## 9.2 Functions for sampling

To illustrate the concepts of “sampling error” and the “sampling distribution of the mean”, we’re going to make use of datasets that include measurements for all individuals in a “population” of interest, and we’re going to take random samples of observations from those datasets. This mimics the process of sampling at random from a population.

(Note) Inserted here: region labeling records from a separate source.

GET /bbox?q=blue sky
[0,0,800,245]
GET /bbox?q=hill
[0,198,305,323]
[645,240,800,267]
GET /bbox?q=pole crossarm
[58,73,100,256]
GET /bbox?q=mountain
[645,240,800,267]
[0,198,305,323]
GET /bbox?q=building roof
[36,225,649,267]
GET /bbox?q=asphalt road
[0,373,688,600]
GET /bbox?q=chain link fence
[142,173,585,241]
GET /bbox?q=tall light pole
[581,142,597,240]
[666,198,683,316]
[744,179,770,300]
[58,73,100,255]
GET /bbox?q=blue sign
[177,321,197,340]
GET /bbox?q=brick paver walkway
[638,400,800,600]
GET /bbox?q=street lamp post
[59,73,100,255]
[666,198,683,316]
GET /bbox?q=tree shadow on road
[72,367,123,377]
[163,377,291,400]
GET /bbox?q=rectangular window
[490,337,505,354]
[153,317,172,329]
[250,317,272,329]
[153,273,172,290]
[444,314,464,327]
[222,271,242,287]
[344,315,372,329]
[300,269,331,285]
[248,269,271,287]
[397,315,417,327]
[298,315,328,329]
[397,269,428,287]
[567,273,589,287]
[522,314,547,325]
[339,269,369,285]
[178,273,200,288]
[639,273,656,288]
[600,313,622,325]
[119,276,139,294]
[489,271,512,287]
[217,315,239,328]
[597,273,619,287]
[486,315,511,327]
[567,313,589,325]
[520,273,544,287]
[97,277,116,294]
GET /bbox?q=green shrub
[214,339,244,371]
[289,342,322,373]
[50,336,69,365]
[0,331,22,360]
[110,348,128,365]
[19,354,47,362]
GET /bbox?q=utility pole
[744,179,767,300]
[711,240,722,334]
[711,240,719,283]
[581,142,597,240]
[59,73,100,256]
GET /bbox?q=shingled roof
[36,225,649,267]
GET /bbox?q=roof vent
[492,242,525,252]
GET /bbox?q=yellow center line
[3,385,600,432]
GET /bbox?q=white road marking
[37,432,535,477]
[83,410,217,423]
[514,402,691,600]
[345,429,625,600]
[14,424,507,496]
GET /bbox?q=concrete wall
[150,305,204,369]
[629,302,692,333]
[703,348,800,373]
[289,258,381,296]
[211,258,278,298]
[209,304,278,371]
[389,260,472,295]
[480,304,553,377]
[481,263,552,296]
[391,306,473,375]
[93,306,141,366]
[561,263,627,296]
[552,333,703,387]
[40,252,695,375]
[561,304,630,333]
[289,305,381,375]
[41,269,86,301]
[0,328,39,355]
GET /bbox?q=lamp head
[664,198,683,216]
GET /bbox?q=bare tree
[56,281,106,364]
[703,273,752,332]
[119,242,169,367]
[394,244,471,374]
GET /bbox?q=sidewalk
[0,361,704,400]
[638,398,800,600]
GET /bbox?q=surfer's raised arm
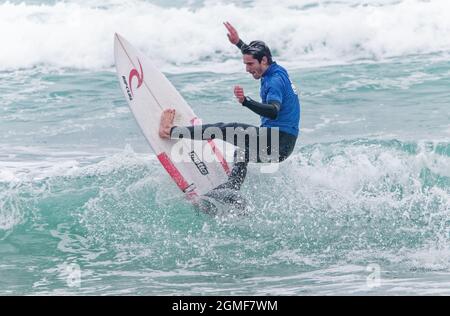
[223,22,247,50]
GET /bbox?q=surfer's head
[241,41,273,79]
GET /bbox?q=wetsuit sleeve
[242,97,281,120]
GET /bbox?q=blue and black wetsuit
[171,54,300,190]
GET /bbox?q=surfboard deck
[114,33,246,211]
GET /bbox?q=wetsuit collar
[262,62,277,77]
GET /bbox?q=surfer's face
[242,54,269,79]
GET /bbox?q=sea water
[0,0,450,295]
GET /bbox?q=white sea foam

There are two functions that are especially helpful for taking random samples from objects.

- The
`sample`

function in the base R package is easy to use for taking a random sample from a**vector**of values. Look at the help function for it:

`?sample`

The second useful function is the `slice_sample`

function from the `dplyr`

package (loaded with `tidyverse`

). This function takes random samples of rows from a **dataframe** or **tibble**.

`?slice_sample`

Note that both functions have a `replace`

argument that dictates whether the sampling we conduct occurs with or without replacement. For instance, the following code will not work (try copying and pasting into your console):

`sample(1:6, size = 10, replace = F)`

Here we’re telling R to sample 10 values from a vector that includes only 6 values (one through six), and with the `replace = F`

argument we told R not to put the sampled numbers back in the pile for future sampling.

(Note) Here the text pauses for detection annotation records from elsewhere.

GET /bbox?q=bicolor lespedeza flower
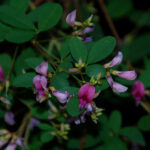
[104,51,123,68]
[82,37,93,43]
[35,62,48,76]
[33,75,48,102]
[82,26,95,34]
[132,81,145,104]
[107,76,128,94]
[112,70,137,80]
[0,66,4,81]
[78,83,95,107]
[66,10,77,27]
[4,111,16,126]
[33,75,47,91]
[53,91,69,104]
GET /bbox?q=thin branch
[98,0,121,45]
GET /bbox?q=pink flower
[114,71,137,80]
[66,10,76,27]
[4,111,16,126]
[107,76,128,94]
[53,91,69,104]
[78,83,95,107]
[104,51,123,68]
[132,81,145,104]
[5,143,17,150]
[33,75,47,91]
[82,26,95,34]
[35,62,48,76]
[0,66,4,81]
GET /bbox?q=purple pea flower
[132,81,145,104]
[78,83,95,107]
[29,118,40,130]
[33,75,47,92]
[0,140,7,148]
[107,76,128,94]
[4,111,16,126]
[5,143,17,150]
[112,70,137,80]
[82,26,95,34]
[66,10,77,27]
[104,51,123,68]
[53,91,69,104]
[0,66,4,81]
[82,37,93,43]
[35,62,48,76]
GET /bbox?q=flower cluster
[104,51,137,94]
[66,10,94,42]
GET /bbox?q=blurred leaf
[86,64,106,78]
[95,80,109,91]
[109,110,122,133]
[88,36,116,64]
[25,57,44,69]
[120,127,146,146]
[107,0,133,19]
[5,28,35,44]
[0,5,35,30]
[67,97,81,116]
[52,73,69,90]
[38,2,62,31]
[15,48,35,75]
[129,10,150,27]
[69,37,88,62]
[60,39,70,58]
[127,33,150,63]
[40,132,54,143]
[139,70,150,88]
[0,54,11,77]
[138,116,150,131]
[10,0,30,12]
[31,107,50,120]
[38,123,54,131]
[13,73,36,88]
[0,23,11,42]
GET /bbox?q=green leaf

If instead we specified `replace = T`

, as shown below, then we be conducting *sampling with replacement*, and sampled values are placed back in the pool each time, thus enabling the code to work (try it):

`sample(1:6, size = 10, replace = T)`

Whether we wish to *sample without replacement* or not depends on the question / context (see page 138 in Whitlock & Schluter). For most of the questions and contexts we deal with in this course, we do wish to sample **with** replacement. Why? Because we are typically assuming (or mimicking a situation) that we’re randomly sampling from a very large population, in which case the probability distribution of possible values in the individuals that remain doesn’t change when we sample. This is not the case if we’re sampling from a small population.

### 9.2.1 Setting the “seed” for random sampling

Functions such as `sample`

and `slice_sample`

have a challenge to meet: they must be able to take samples that are as as random as possible. On a computer, this is easier said then done; special algorithms are required to meet the challenge. R has some pretty good ones available, so we don’t have to worry about it (though to be honest, they can only generate “pseudorandom” numbers, but that’s good enough for our purposes!).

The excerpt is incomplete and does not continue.